Totally regretting the last post! But it's not my style to delete, I prefer to backpaddle.

It has been a long time since I've been in anything that can be described as a relationship. A long time. So when I get those relationship pangs, I know I'm in no position right now with my job to actually have a relationship for two reasons: first and foremost, it's against the rules. Sort of. Staff can't date staff and staff can't date volunteers. And, martyr that I am, whenever I meet an interesting, funny, smart guy my instinct is to recruit them for a volunteer shift. It's like I'm flogging myself with a chastity belt, but so much less sexy than that! Secondly, I don't have the time and energy left over after work to be able to engage with anyone. I spend all day listening to life stories of the people I'm fighting for (and don't me wrong, it's the most fulfilling work I have ever done), so when I get home I just want to crawl into bed with a movie and turn my brain off.

At times when I do actually go out and socialize and am able to get my mind out of the campaign, that's when the desire for a relationship starts to seep back in. So one of the guys from another office (whom I love dearly, he's like my older brother and I admire him endlessly for the work he does and has been doing) calls me up last night at around 10 and asks me if I want to head into Philly to go to a couple bars in the area and out of some twisted place in my head I say yes. It's about an hour away, so I knew after the bars close at 2 I wouldn't be getting to sleep before 3. We meet up (and I meet his new boy... a hot, thug-ish guy who I never would guess was a catcher, let alone gay) I get some alcohol in me and suddenly all I want is contact. All I can think about is taking some guy home and... well, you can probably guess from the last post just what I wanted to do. Naturally, I deny any and all advances from everyone at these bars and go home alone. Not ideal, but I have a long day today (I'm writing this on my lunch break) and I just wanted to sleep in my own bed.
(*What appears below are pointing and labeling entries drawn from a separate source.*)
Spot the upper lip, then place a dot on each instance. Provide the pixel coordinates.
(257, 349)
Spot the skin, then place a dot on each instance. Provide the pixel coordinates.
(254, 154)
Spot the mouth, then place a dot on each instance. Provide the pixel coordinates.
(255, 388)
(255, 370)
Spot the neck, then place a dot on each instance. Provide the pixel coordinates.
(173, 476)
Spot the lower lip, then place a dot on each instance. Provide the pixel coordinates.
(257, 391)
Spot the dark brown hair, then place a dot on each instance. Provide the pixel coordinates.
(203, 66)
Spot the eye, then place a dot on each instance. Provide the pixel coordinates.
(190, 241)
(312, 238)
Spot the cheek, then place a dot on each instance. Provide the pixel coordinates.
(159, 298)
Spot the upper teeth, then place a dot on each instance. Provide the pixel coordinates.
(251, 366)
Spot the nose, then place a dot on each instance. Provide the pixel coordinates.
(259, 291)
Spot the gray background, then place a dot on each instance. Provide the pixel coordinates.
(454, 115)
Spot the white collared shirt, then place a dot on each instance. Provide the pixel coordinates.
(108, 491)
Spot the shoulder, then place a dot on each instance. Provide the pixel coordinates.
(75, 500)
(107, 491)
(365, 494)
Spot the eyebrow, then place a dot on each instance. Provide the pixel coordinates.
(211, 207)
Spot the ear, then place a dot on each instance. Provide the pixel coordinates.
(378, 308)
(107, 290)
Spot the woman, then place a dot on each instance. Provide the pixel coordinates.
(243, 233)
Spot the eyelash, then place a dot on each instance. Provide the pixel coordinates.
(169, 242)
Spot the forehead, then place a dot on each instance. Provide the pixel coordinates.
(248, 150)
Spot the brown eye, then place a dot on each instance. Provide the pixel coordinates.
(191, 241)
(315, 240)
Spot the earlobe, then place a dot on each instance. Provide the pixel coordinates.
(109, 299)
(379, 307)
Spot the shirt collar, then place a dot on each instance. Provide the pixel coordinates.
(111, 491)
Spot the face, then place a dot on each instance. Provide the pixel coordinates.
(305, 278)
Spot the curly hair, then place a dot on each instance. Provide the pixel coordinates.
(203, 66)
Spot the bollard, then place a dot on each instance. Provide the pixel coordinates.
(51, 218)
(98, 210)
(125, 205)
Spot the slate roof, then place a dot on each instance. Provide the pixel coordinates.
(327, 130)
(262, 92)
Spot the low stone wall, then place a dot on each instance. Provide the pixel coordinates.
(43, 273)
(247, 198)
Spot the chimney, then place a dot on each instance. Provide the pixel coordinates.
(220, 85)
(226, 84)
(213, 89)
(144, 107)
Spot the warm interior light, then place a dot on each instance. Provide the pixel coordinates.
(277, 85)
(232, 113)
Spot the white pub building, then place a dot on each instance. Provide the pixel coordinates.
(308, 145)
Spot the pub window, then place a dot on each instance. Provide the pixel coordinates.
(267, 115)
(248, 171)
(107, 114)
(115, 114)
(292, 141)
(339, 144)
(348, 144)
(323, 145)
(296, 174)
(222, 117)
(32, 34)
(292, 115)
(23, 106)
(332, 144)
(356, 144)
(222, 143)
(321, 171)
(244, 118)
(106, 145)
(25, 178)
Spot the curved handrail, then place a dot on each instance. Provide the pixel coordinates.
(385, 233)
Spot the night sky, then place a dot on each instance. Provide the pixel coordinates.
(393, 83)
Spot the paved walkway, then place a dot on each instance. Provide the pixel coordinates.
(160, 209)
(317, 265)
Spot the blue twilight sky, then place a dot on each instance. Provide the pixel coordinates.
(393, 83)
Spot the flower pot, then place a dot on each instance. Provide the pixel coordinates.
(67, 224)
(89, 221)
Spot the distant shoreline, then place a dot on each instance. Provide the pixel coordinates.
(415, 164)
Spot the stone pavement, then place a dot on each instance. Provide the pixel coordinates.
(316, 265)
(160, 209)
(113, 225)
So somehow that desire for an actual relationship mutated into me talking about what I like to do in bed, and I realize that's awfully forward. The way I see it, I have enough great, intelligent people around me every day that I can get the physical stuff from a random stranger and everything will balance out. I know I'm wrong. I have no illusions about that.

So, sorry if the last post was too much! Again, it's how I roll. Especially when inebriated.

Anyways, now I'm hungover but it's not too bad, and I have good people around me again and I'm so freaking excited to see my family on Thursday. Life is pretty okay right now!